The type of scaffolding used will depend heavily upon the existing building materials. When work on brick masonry structures is required, single scaffolding will be selected. Placed parallel along the length of the wall, support putlogs are secured into the brick wall mortar. Ledgers run across the length of struts to support platforms for workers.
Double scaffolding is chosen for stone masonry. Because putlogs cannot be secured to stone masonry walls, a second row is built to increase structural strength. Cross braces are also used to support the extra width.
Occasionally, the ground will not be accessible or will not have the capacity to support structural bars. In these instances, cantilever techniques are used. As the name cantilever suggests, these are made by projecting a long rod out and fixing it at the end to another structural connection. This same technique is used in bridge construction.
Cantilever mechanisms work by carrying the load along the length of the support beam where torque and rotational equilibrium, shift the weight along the wall bearing and evenly out across the perpendicular braces. Particular care should be taken while piecing cantilever frames together.
Sophisticated supports are not always required when quick repairs or maintenance needs to be done. In these cases, suspended scaffolding can be used, as popularized by painters, with platforms secured from roofs using ropes or chains.
Internal scaffolding can be used inside large rooms. Trestle platforms are the most common of these and usually sit on wheels for easy relocation and transportation. These wheels can also be locked for safety.
Finally, steel scaffolding can be chosen and fitted with steel tubing. It is one of the safest options with greater strength, durability and fire resistance. Being very easy to set-up and deconstruct, they are a great option despite being less economical because of the worker safety.
As with any aspect in construction, codes of practice when operating are clearly outlined by WorkSafe and SafeWork Australia. For example, supports can be strengthened by increasing the dead load by attaching counterweights to the base struts. Risks should always be properly managed. These are systematically managed through identification, assessment, control and finally review.

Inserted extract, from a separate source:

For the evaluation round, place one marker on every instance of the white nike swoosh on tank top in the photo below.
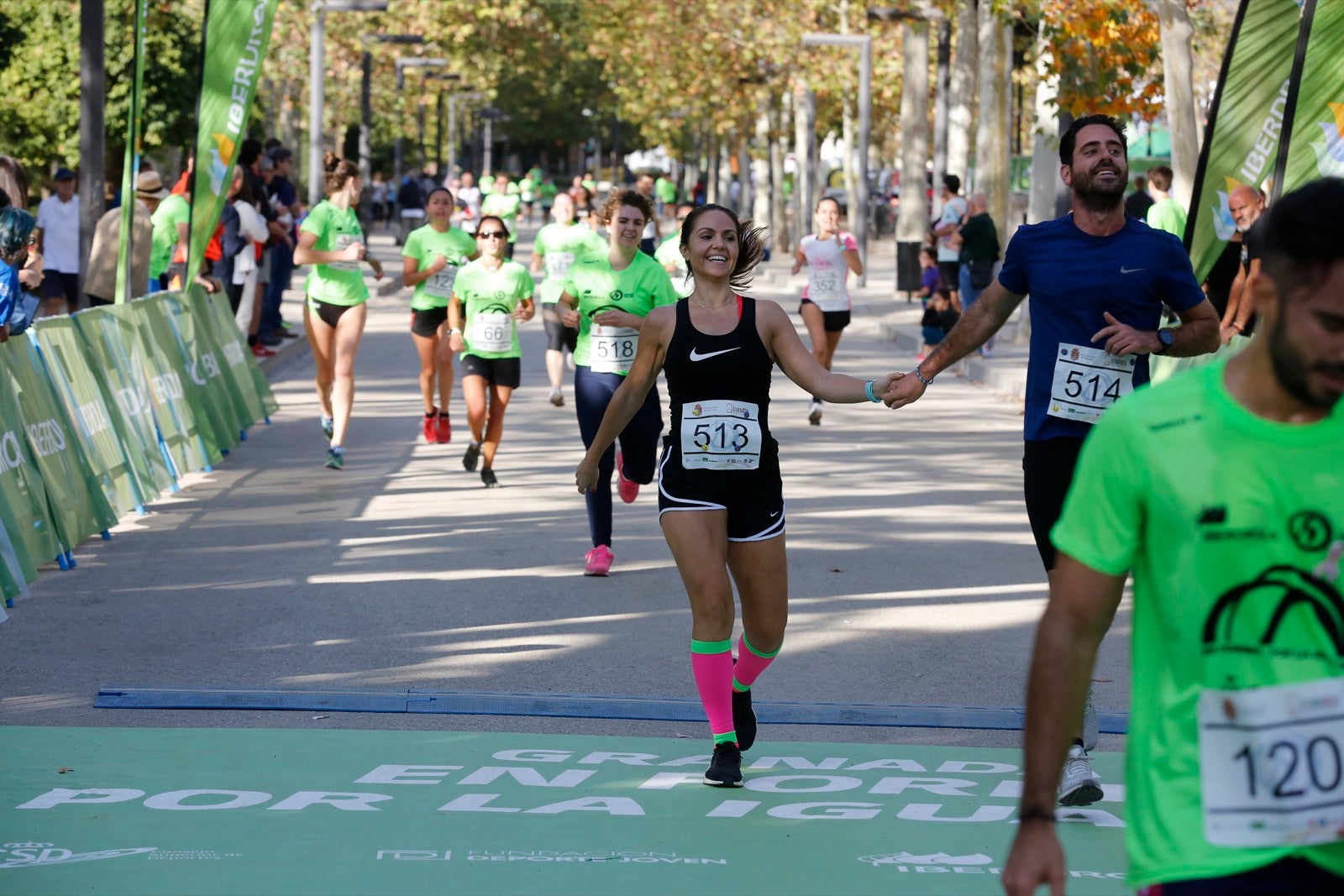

Identifying risks begins by mentally processing what could go wrong and what elements could cause harm. As you consider each of these factors, start to assess the risks. Understand the extend to which each hazard could cause, whether serious or minor, and next the probability those events could eventuate. The next step is to control and prevent these risks. A final review and audit of preventative measures can be conducted to ensure complete workplace safety. Familiarity with tools, equipment and materials will reduce accidents.
Scaffolds should be regularly inspected with close attention to detail and to any necessary repairs, alterations and additions which must always be swiftly completed. Especially when left standing for long periods of time as connections can shift.